Dahlia Tuber Care


Getting started
Dahlias are cold-sensitive!
Dahlias prefer warm soil (60+ degrees) and sun (8+ hours). Here in the northeast planting begins around mid-May. Can't wait? Get a head start by planting each tuber in its own large pot (at least 12" wide) and keep in a warm sunny spot until your garden plot is ready.

Preparing your soil
Dahlias need fertile well-draining soil to succeed!

Heavy wet soils may cause tubers to rot before the plant is established. Mix in a bit of compost, and prepare loose and fluffy soil with a balanced slow-release fertilizer.

Planting
Dahlias Need space & Support

Lay the tuber on its side about 4" deep with the eye (new growth) pointing up toward the sky and cover with soil.

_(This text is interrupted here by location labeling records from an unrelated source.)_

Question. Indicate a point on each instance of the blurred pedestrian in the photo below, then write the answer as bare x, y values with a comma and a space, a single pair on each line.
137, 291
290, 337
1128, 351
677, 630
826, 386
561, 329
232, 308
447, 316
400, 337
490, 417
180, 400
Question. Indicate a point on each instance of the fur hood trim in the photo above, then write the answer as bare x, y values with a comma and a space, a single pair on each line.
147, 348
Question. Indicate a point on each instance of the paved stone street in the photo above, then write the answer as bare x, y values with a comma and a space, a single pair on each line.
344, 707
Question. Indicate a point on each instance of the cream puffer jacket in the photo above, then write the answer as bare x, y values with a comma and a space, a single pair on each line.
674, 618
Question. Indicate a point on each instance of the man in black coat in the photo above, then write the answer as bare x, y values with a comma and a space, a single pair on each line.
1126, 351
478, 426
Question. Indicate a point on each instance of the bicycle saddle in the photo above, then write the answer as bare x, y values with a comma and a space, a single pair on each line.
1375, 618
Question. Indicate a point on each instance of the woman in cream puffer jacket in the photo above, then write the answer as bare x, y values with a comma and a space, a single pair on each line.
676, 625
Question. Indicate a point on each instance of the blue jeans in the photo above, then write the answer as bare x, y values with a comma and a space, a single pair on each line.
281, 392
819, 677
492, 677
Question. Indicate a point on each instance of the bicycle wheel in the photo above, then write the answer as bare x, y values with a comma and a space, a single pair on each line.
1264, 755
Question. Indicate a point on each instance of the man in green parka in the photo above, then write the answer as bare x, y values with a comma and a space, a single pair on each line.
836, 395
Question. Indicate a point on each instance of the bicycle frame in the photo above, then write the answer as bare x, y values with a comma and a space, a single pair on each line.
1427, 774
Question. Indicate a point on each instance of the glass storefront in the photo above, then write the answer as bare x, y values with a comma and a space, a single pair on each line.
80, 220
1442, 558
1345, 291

Dahlias need space to grow above and below the soil. The foliage will get tall and bushy, and your tuber will multiply into a large clump of tubers by the end of the season. Plant at least 12" apart and provide support such as a garden stake to keep plants upright.

Wait to water until you see 1-2 sets of mature leaves above ground. When the plant is about 12" tall, snip off the growing tip above the first 2-3 sets of leaves to encourage a low sturdy branching profile, with more flowers on longer stems.

Dahlias prefer warm soil (60+ degrees) and sun (8+ hours). Here in the northeast planting begins around mid-May. Can't wait? Get a head start by planting each tuber in its own large pot (at least 12" wide) and keep in a warm sunny spot until your garden plot is ready.

Caring for your plants throughout the season
Dahlias Are a bit Needy

Slugs, snails, earwigs and many flying insects love to chomp on dahlias. Inspect your plants and take action at the first signs of damage!

Feed your plants throughout the season. The best feeding schedule is crafted by a soil test. I amend my soil prior to planting and use a liquid fish and kelp based fertilizer weekly once plants start producing.

End of season care
Dig and Save Your Tubers for Next season

After a hard fall frost, the foliage will die and your tubers will go dormant. Carefully dig your plant without cutting through the new tuber clump that has formed. Don't be tempted to shake the dirt off which could cause the necks of your tubers to break. Gently hose it off instead.

Store your tuber clump in peat, wood shavings, or vermiculite within a paper bag, cardboard box or vented box in a cool dark place where they will not freeze. Keep an eye on humidity throughout the winter. Too much humidity can cause rot and too little can cause shriveling.